Aslına bakılırsa şu anda Türkiye üç “faşist sapkınlığın” egemenliği altında: Siyasal İslâmcılık, Kürtçülük ve “hümanizm”.

Bu üçünü nasıl “faşizm” diye nitelediğime şaşacaklardır eminim; ama  aslında  olay basit:

Bu üç akım da kendilerine ortak bir öfke ve nefret objesi olarak Türklüğü seçmiş durumdalar. Türklük, onlara göre  silâhlı veya silâhsız şekilde ortadan kaldırılması gereken “insanlık dışı” bir  kavram. Bu yüzden Kürt etnikçiliği ve siyasal İslâmcılık,  Türk siyasal egemenliğini  silâhlı eylemleri için sürekli  bir bahane olarak gösterirken “yeni hümanizm” de onu, insanlık adına duyduğu  sözde meşru bir öfkenin sebebi olarak sunuyor.


Bu üçünün de  ortak noktası hareketlerindeki ölçüsüz öfke ve nefret. “ Faché”  Fransızca’da kızgın, öfkeli anlamına geliyormuş.  Faşizmi salt ekonomik ilişkiler yönünden  tanımlamaya  kalkmak bu yüzden biraz yetersiz. Faşizm,  özünde mülkiyetle falan ilgili değil. Faşizm özünde,  öfke ve nefretle ilgili. Faşizm, öfkenin ve nefretin resmi rejiminden başka bir şey değil.

Bugün Türkiye’de Türk adına duyulan resmi ve gayri resmi  bir nefret  mevcut. Bu nefret öylesine büyük ki Türk  millî egemenliğini, etnik terörün silâhlı kalkışmasına karşı savunmak bile artık gayri meşru sayılabiliyor.  Buradaki “satır arası” patoloji çok çok düşündürücü.

Ülkenin sözde barış yanlısı akademisyenleri, “aydınları” vs, Türkiye’de Türk adına karşı öyle öfke ve nefret dolu ki onun karşısındaki her türlü silâhlı, silâhsız ihanet odağını derhal meşrulaştırabiliyor, aklîleştirebiliyor.

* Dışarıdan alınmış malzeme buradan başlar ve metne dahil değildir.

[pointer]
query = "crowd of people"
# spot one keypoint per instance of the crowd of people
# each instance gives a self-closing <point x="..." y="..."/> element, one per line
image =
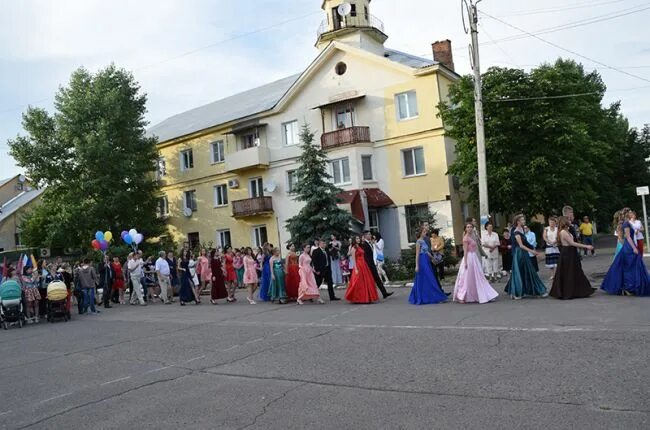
<point x="359" y="267"/>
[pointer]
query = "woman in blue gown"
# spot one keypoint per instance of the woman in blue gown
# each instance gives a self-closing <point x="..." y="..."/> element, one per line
<point x="426" y="289"/>
<point x="627" y="275"/>
<point x="524" y="280"/>
<point x="265" y="282"/>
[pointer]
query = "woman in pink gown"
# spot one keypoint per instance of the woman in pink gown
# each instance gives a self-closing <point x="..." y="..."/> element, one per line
<point x="308" y="288"/>
<point x="471" y="285"/>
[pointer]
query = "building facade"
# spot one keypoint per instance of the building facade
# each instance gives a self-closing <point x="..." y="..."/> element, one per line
<point x="227" y="168"/>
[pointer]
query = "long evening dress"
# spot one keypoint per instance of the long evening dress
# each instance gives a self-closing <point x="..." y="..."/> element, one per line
<point x="628" y="272"/>
<point x="524" y="280"/>
<point x="362" y="287"/>
<point x="292" y="279"/>
<point x="426" y="288"/>
<point x="308" y="288"/>
<point x="569" y="281"/>
<point x="265" y="282"/>
<point x="278" y="291"/>
<point x="471" y="285"/>
<point x="218" y="290"/>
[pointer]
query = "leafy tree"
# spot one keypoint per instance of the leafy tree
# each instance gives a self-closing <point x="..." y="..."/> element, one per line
<point x="94" y="159"/>
<point x="543" y="150"/>
<point x="320" y="215"/>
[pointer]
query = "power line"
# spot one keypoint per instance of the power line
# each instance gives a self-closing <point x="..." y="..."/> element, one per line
<point x="566" y="49"/>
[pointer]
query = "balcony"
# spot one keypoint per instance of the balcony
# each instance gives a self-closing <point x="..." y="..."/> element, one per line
<point x="251" y="207"/>
<point x="257" y="156"/>
<point x="345" y="136"/>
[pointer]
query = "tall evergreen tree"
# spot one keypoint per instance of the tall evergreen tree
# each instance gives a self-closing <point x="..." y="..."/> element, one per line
<point x="320" y="215"/>
<point x="93" y="157"/>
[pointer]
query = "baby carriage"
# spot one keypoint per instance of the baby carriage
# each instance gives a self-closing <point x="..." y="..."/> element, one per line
<point x="11" y="304"/>
<point x="57" y="301"/>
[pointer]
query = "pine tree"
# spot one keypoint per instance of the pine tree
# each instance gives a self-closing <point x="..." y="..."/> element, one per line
<point x="320" y="216"/>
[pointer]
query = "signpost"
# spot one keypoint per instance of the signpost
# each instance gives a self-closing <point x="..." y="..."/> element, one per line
<point x="644" y="191"/>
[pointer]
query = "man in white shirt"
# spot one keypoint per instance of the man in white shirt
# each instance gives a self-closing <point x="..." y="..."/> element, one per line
<point x="134" y="267"/>
<point x="163" y="273"/>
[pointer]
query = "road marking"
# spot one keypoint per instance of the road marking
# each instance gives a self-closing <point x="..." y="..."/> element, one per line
<point x="115" y="380"/>
<point x="231" y="348"/>
<point x="55" y="397"/>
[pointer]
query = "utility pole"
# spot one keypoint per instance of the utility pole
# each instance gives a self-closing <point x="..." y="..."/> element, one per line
<point x="470" y="6"/>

İşte bu ölçüsüzlük, bu öfke ve nefret aslında “yeni hümanistleri”, dincileri ve Kürtçüleri bir “hümanistofaşizm” asgari müştereğinde bir araya getiriyor. Böylece “hümanizm” yepyeni  bir “öfke ve nefret egemenliği rejiminin” manifestosu haline geliyor. Hümanizmin Türk düşmanlığı, Türk adının ortadan kaldırılmasının insanlığın huzuru için gerekli olduğu fikriyle ortaya çıkıyor. Bu gün yeni anayasa hayalleri kuran, dinci ve Kürtçü saldırgan kampın hukuksal araç kutusunun, “hümanist hukukçularca” oluşturulması, bu yüzden tesadüf değil.
Hümanistofaşizm yeni bir dünyevi taassup olarak dinleşiyor ve kendini tartışılmaz kılıyor ki asıl faşizm budur. Türkiye solcuların romantik cehaletlerinin çok ötesinde  ve içinden çıkılması çok daha güç bir faşist rejime doğru tam da Türk düşmanı hümanistlerce  sürükleniyor.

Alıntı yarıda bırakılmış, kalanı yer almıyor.